Von Joshua Ackerman und Lawrence Williams
Farben, Geräusche oder Düfte - schon jetzt nutzen Unternehmen die menschlichen Sinne, um Konsumenten von ihren Produkten zu überzeugen. Doch die meisten vernachlässigen bisher den Tastsinn. Zu Unrecht, wie neue Studien zeigen.
Vor kurzem besuchte einer von uns ein Geschäft für Bade-Zubehör. Die Intensität des Geruchs in dem Laden überforderte ihn völlig: Innerhalb von Sekunden musste er den Laden fluchtartig verlassen.
Das zeigt wieder einmal, wie oft Manager dazu neigen, die sensorischen Qualitäten von Produkten und Verkaufsräumen zu betonen. Damit wollen sie erleichtern, dass Konsumenten eine Bindung zu den Marken aufbauen. Denken Sie zum Beispiel an den Duft, den Singapur Airlines in seinen Flugzeugen verwendet. Oder an den Jingle von Intel, einen der eingängigsten Klänge der Welt. Solche Marketingaktionen wollen Sinneswahrnehmung nutzen, um Markentreue zu verstärken und die Verkaufszahlen anzukurbeln.
Die gewöhnlichen sensorischen Marketing-Strategien zielen auf das Sehen, Hören oder Riechen. Nun widmet sich die Forschung verstärkt einem bisher vernachlässigten Sinn: dem Fühlen. Wir neigen dazu zu denken, dass Konsumenten etwas berühren, einfach weil sie müssen - zum Beispiel um Produktpackungen in die Hand zu nehmen oder den Einkaufskorb zu füllen. Der Tastsinn kann aber auch symbolische Verbindungen zwischen Menschen und Produkten schaffen. Das gleiche gilt für Käufer und Verkäufer.

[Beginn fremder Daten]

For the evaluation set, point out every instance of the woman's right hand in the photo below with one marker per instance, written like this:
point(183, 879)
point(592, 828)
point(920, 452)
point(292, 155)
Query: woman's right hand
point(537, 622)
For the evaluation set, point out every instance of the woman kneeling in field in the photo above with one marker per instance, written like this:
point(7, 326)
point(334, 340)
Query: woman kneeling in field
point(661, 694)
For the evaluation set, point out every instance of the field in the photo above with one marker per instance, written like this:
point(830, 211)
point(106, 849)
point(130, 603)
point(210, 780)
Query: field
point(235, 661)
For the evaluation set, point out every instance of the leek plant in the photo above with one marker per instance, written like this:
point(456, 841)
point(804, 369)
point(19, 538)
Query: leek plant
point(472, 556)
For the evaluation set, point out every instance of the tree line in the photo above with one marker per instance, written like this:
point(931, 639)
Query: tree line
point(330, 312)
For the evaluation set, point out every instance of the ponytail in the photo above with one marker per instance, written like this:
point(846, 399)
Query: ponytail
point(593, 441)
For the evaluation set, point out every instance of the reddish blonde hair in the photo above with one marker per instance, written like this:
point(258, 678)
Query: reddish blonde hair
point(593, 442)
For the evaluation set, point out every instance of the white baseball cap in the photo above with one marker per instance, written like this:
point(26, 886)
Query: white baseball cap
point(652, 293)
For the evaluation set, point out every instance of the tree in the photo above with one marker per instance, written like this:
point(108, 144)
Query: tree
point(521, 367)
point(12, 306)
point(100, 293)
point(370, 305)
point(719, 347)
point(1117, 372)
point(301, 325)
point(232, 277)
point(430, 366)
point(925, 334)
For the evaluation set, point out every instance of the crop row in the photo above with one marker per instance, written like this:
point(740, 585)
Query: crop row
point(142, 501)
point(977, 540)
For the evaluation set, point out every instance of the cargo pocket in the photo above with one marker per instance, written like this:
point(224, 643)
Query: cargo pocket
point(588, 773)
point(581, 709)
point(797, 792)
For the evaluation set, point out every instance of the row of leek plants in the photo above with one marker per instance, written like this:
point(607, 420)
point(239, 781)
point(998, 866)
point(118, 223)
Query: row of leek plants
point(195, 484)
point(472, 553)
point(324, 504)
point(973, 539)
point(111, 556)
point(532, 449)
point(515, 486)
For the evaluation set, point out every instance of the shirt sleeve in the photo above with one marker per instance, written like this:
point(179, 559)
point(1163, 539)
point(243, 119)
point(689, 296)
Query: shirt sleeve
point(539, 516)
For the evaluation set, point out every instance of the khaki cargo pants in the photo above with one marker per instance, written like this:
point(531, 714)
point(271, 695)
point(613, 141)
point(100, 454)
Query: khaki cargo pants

Wie Kellnerinnen mehr Trinkgeld bekommen
Ein Produkt in der Hand zu halten kann ein Gefühl erzeugen, etwas zu besitzen, und den Impuls stärken, das Produkt unbedingt kaufen zu müssen. Dieser Idee zugrunde liegt die Entwicklung, Produkte aus Vitrinen in die Hände von Kunden zu geben: Dieser Trend ist zum Beispiel in vielen Elektronikgeschäften zu beobachten, etwa in den Apple-Stores oder bei der US-Kette Best Buy. Zusätzlich fühlen sich Menschen sicherer durch Berührungen wie einen Handschlag oder sanftes Schulterklopfen. In solch einer Atmosphäre kaufen und konsumieren Kunden mehr. (Das trifft insbesondere dann zu, wenn die Berührung von einer Frau ausgeht.)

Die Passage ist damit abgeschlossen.